評価:2/5点
ペンション備瀬崎に泊まるのは10年ぶりだ。当時元気だった爺さんは他界しており、拾ってきた三日目だったという猫もいない。東京から来て下宿している高校生と宿屋の犬にしては警戒心の強いミニダックスが家族に加わっていた。
夕食はなんと寿司コース。タイガース衣装を身につけた大将がテーブル端に立って寿司を握り、その間に厨房で作った料理を奥さんが運んでくるという流れだ。今夜の客は9名。
以前と同じで料理はとても美味。
特にアーサを衣にしたエビの天ぷらが最高だ。
スーミンチャンプルーはペペロンチーノ風に仕上げてある。これも美味。
握りも白身魚と青柳みたいな貝が特に美味。島らっきょうの巻きも良いではないか。
ウニは軍艦にすると海苔の香りが邪魔をする、と握りの上に載せて客の口まで運んで「あーん」と食べさせる。

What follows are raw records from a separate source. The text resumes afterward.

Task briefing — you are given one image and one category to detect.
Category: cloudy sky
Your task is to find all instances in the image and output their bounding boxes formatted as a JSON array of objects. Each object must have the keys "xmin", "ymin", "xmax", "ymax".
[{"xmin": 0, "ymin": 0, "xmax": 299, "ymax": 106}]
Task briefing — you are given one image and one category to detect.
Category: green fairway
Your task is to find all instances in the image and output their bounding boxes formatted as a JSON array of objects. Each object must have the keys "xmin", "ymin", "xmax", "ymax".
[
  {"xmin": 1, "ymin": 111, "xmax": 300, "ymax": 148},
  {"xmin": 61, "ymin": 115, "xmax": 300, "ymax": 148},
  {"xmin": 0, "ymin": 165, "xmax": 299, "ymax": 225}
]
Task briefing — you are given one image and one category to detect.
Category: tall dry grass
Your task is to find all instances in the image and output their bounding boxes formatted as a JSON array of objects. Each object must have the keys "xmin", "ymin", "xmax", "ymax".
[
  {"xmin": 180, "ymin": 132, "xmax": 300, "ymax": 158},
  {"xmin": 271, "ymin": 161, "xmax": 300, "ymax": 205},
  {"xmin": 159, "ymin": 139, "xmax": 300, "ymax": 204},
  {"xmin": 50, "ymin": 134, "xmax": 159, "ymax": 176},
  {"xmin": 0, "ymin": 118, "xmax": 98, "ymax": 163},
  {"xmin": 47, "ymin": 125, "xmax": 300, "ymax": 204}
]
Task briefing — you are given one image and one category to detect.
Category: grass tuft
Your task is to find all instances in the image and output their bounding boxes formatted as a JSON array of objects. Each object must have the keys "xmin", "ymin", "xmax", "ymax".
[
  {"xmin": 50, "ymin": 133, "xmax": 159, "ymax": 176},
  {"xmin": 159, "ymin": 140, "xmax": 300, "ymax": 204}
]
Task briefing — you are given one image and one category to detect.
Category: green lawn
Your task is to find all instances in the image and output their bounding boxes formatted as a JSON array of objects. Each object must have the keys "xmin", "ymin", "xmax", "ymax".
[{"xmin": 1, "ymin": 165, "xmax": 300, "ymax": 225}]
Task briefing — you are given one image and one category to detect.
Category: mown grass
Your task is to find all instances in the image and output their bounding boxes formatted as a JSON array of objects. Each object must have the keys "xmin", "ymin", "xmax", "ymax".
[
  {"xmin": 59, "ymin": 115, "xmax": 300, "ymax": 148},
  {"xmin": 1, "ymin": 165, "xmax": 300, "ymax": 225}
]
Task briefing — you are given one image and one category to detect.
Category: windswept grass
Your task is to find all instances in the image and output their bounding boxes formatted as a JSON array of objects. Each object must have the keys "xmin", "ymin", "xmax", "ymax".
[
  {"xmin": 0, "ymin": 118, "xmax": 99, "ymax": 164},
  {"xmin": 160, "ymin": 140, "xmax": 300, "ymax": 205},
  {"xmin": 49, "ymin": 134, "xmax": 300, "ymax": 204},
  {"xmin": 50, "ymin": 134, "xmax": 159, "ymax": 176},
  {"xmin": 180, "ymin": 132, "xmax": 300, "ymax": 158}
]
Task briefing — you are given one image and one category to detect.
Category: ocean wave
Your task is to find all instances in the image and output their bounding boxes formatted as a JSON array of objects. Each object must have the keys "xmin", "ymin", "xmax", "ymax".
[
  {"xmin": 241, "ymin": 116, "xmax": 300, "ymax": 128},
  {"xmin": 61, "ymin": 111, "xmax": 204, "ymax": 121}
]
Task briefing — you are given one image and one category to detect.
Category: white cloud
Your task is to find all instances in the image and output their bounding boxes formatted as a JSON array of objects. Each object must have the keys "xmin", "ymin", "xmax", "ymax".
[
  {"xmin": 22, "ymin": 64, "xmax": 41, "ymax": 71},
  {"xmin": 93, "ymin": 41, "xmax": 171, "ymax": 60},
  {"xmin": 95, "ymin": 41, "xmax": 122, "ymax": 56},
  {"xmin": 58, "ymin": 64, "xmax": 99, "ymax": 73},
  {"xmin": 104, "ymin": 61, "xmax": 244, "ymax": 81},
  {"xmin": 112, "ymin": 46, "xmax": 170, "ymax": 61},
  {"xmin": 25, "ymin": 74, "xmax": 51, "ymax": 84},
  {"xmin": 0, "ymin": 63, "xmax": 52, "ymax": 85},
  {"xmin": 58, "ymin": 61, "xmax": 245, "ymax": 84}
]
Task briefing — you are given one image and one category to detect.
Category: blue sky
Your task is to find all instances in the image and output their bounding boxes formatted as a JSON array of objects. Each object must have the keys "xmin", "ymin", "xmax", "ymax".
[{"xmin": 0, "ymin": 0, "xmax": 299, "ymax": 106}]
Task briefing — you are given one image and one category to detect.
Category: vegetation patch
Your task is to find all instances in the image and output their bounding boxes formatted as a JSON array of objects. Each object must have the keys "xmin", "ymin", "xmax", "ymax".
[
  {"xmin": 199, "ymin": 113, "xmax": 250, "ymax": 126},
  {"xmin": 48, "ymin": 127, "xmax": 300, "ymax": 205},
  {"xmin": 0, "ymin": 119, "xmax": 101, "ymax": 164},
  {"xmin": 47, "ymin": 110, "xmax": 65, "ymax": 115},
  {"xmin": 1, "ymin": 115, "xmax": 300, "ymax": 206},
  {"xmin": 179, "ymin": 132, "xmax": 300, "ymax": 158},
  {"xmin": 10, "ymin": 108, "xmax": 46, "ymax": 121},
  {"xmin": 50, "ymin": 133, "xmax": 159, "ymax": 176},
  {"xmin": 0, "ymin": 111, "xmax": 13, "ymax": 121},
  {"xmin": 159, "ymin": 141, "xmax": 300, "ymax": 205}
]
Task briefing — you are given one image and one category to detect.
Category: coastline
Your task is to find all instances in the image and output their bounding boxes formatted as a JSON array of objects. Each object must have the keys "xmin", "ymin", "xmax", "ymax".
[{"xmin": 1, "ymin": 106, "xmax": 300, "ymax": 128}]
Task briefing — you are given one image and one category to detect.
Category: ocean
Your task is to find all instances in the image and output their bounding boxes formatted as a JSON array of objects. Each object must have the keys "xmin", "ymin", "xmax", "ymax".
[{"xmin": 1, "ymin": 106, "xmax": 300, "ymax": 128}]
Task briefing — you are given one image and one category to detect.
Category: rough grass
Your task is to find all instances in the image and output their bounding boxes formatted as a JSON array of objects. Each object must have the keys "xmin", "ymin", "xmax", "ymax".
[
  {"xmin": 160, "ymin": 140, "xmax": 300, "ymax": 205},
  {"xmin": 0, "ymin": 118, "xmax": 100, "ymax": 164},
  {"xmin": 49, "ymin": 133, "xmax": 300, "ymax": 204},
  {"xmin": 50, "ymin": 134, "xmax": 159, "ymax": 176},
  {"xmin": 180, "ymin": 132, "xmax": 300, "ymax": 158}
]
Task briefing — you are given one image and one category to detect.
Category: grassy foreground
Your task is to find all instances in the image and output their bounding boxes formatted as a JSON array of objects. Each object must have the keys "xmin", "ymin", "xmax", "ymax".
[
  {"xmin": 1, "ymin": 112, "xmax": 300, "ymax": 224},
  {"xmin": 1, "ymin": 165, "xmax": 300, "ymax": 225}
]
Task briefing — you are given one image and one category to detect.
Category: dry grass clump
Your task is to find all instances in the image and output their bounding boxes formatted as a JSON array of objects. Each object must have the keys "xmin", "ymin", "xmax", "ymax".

パフォーマンスという要素もあるが、崩壊ぎりぎりの柔らかさに握ったシャリとこれも溶け出しそうなウニが最高に美味い。
確かに料理は美味い。大将の喋りも初めのうちは質問に答えながら笑いを取るぐらいなのだが、徐々にエスカレートして説教調になってしまう。思想的には田舎のナショナリストというところでkameとは水と油なのは仕方ないとしても、客に楽しい思いをさせるのが仕事なのに料理が不味くなるようなものをエンターテイメントだと勘違いしているというのは始末に終えない。
デザートが出た後も時差ボケが理由にkame一行が引き上げるまでトークは続いた。その後ももう一組の若い客と一緒に話しているようだった。彼らは楽しかったのだろうか。
大将が自慢していたように夕食に寿司コースがデフォルトという宿はまずない。その分普通の沖縄料理があまり出なくなってしまったのも残念といえば残念だが仕方あるまい。文句無しに料理は美味いしのだがもう行こうと思えなくなってしまったのがとても残念。